By September 14, 2021New Releases, News

Award-winning author Ian Rankin has said it was an “incredible honour” to help finish William McIlvanney’s unfinished novel.

The author of the Detective Laidlaw novels had died in 2015 before finishing the manuscript for The Dark Remains so his widow had it sent to Ian Rankin who happily accepted the challenge.

The new book, now finished and co-authored by both men, was launched at the Edinburgh International Book Festival, where Rankin and McIlvanney first met in the 1980s.

Rankin said: “When I started to sift through the original book, the notes he had left, it was a bit higgledy piggledy.

“There were two or three books in there which he was contemplating but one of them he had actually made a good start on, which was The Dark Remains.”

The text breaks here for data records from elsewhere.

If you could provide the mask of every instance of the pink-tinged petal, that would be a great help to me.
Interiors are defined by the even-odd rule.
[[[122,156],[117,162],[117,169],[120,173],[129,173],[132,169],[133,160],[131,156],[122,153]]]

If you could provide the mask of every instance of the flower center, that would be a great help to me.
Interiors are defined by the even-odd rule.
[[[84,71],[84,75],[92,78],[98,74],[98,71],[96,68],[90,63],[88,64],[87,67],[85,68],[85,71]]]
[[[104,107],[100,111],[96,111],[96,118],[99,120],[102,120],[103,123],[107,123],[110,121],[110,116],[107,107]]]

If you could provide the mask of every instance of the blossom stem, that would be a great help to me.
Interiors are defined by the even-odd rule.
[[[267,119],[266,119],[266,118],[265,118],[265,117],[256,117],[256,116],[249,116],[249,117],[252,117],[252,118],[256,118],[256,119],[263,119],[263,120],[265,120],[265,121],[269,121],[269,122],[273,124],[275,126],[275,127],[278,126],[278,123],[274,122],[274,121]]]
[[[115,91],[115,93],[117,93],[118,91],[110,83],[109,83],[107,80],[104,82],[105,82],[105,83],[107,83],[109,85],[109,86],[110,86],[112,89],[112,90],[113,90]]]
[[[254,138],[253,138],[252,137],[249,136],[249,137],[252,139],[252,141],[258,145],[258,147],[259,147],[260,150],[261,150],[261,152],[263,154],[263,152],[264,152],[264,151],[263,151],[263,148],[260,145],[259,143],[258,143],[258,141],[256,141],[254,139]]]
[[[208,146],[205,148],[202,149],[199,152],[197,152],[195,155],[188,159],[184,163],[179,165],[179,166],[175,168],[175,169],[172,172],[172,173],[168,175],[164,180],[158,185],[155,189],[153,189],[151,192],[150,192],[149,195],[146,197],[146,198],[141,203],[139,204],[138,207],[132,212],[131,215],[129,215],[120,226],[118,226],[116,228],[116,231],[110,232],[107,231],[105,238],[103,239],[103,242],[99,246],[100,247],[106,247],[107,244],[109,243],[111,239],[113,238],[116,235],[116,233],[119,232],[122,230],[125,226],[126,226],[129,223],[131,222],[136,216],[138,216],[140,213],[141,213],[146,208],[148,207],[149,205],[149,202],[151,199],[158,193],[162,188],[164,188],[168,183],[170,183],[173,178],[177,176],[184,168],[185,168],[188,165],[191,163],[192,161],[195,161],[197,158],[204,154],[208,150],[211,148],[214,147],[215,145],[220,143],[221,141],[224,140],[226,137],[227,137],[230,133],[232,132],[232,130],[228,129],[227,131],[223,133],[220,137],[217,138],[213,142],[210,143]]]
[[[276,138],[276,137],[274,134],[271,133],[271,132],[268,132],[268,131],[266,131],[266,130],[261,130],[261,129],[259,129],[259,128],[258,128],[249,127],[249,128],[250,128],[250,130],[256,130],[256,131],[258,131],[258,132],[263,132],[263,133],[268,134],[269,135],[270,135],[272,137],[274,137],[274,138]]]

Rankin thought at first he was only meant to give advice on how the manuscript could be finished but was shocked when he was asked to actually complete the novel.

“That was when I took a sharp intake of breath and thought, do I really want to get into this?,” he said.

“He was such a hero of mine and his style was so different from mine, I thought can I do it?”.

Soon Rankin started to work on the novel and describes the process of capturing McIlvanney’s voice and rhythm as an “act of ventriloquism”.

Rankin spent months re-reading McIlvanney’s novels, and researching 1972 Glasgow street layouts, culture, and crime gangs during the COVID-19 lockdown which he described as “a lovely escape”.

The author said the biggest thrill came, however, when he sent off the finished manuscript to McIlvanney’s widow Siobhan.

He explained: “She wrote me a letter to say how much she enjoyed it. She couldn’t see the join and said it was as if he was in the room with her again, she could hear his voice.”